Perth Startup Costs 2025: What Founders Need to Know
Discover how rising talent costs and cooling VC funding are reshaping Perth's tech corridor. Essential insights for founders navigating East Perth and Northbridge.
2 min read
Discover how rising talent costs and cooling VC funding are reshaping Perth's tech corridor. Essential insights for founders navigating East Perth and Northbridge.
2 min read

Perth's innovation district is at an inflection point. After years of explosive growth fuelled by venture capital inflows and a rush of fresh talent, the startup ecosystem is recalibrating—and business leaders need to understand the new rules of engagement.
The clearest signal: talent acquisition has become brutally expensive. Premium office space in the precinct around East Perth and the Northbridge technology hub now commands $350–$400 per square metre annually, a 22% increase since 2024. More significantly, mid-level software engineers and data scientists are commanding salaries 15–18% above national averages, driven by intense competition between established tech companies and growth-stage startups.
Venture funding patterns have shifted markedly. While Perth attracted $180 million in startup investment during the first half of 2026, deal sizes have compressed. The median Series A round has dropped from $3.2 million to $2.1 million year-over-year, according to analysis of local pitch activity. This means founders are being forced to demonstrate faster revenue traction and unit economics before raising subsequent rounds—a marked departure from the growth-at-all-costs mentality that dominated 2024–2025.
The implications are profound. Startups are consolidating their footprint; shared workspace operators across Subiaco and the CBD report renewed interest in flexible arrangements rather than long-term leases. Meanwhile, revenue-focused sectors—particularly software-as-a-service, logistics tech, and agritech—are attracting proportionally more capital than consumer-facing ventures.
Geography is also reshaping. While Northbridge remains the symbolic heart of Perth's tech scene, practical advantages are shifting focus. Lower overhead costs in the southern suburbs, combined with improved transport links, have made suburbs like Osborne and Cannington increasingly attractive for early-stage operations and engineering teams. Coworking hubs like those near Perth Stadium are seeing uptake surge.

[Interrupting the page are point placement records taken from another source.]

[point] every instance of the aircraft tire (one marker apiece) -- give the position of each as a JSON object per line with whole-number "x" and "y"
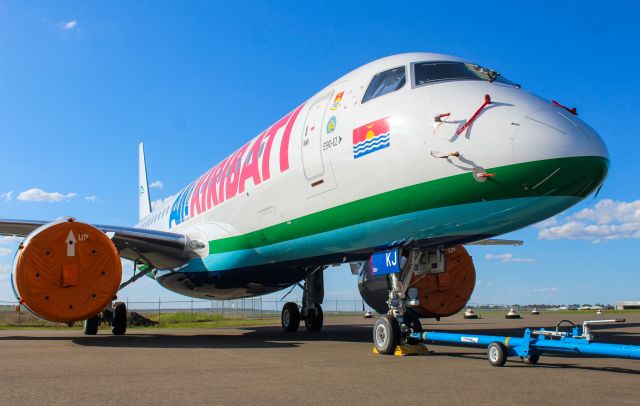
{"x": 386, "y": 334}
{"x": 412, "y": 321}
{"x": 290, "y": 317}
{"x": 531, "y": 359}
{"x": 90, "y": 326}
{"x": 119, "y": 319}
{"x": 314, "y": 321}
{"x": 496, "y": 354}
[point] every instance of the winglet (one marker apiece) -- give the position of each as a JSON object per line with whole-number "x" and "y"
{"x": 144, "y": 201}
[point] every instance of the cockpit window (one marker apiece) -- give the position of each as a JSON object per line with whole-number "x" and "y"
{"x": 429, "y": 72}
{"x": 385, "y": 82}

For businesses already operating in the ecosystem, the message is clear: unit economics matter more than headline growth rates. Investors are scrutinising burn rates, customer acquisition costs, and pathway to profitability with renewed rigour. Founders who built teams assuming abundant capital are now optimising for leaner operations.

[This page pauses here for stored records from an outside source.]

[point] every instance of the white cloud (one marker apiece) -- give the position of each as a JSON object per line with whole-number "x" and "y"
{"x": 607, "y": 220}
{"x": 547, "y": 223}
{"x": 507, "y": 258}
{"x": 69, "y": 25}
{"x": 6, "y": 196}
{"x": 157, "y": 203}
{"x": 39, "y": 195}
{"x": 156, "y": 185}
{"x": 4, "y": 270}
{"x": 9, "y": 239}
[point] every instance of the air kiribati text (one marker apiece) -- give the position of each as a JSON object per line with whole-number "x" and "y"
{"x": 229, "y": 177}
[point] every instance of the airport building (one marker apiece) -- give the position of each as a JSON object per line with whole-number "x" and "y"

The silver lining: market consolidation tends to accelerate innovation among survivors. Perth's startup community is maturing. Fewer, better-capitalised ventures with disciplined financial management are likely to emerge stronger. The city's advantage—proximity to Asia-Pacific markets, growing corporate innovation interest from mining and energy sectors, and emerging deep-tech clusters—remains intact. Smart operators will recognise this transitional moment as opportunity.
This article was compiled by AI from the sources linked above and screened before publishing. See our editorial standards.